…. Fakat bugün hükümetin yolsuzluk soruşturmalarını şüpheli göstermek için bütün Ergenekon davalarını şaibe altında bırakma çabası bu davalardaki gerçeklerin de üzerini örtmeye yarıyor. Mesela, üç Hıristiyan’ın boğazlarının kesilerek öldürüldüğü Zirve Yayınevi davasını bile şaibeli hale getirmeye çalışıyorlar. Bu davada, misyonerleri PKK gibi örgütlerle bağlantılı göstermek için jandarma görevlileri tarafından üretilmiş onlarca klasör belge gibi inkârı mümkün olmayan delilleri bir kenara atıp, askerlere kumpas kuruldu diyorlar.
Yani biz bu davalarda hiçbir şekilde uçlardan kurtulamadık. Bu davalarda neyin gerçek neyin uydurma, neyin hakkaniyetli neyin haksızlık olduğunu öğrenmek bütün Türkiye’nin hakkıdır. Davalardaki sapmalar ve hak ihlalleri bir şeydir ama Türkiye’de bir toplumsal kesimin sanki hiç darbe girişimleri olmamış, sanki hiç askerin içinde illegal yapılar kurulmamış gibi kendini kandırdığı da bir vakıadır.

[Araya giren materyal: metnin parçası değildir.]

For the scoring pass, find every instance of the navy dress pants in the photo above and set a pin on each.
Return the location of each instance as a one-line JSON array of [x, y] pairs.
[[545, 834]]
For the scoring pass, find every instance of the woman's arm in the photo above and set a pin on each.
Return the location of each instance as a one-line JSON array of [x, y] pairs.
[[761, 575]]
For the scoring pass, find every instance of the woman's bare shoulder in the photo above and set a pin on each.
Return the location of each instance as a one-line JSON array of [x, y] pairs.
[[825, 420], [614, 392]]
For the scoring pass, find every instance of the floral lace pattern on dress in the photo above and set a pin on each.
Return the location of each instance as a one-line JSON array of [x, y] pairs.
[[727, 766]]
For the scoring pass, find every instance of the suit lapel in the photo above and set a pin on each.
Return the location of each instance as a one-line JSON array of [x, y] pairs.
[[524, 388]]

Bizim Ergenekon davaları konusunda da yolsuzluklar konusunda da devlet içindeki cemaat örgütlenmesi konusunda da hakikatle yüzleşmeye ihtiyacımız var. Kimseden intikam almak veya burnunu sürtmek için değil, bütün ülkenin birbiriyle helalleşmesi için buna ihtiyacımız var.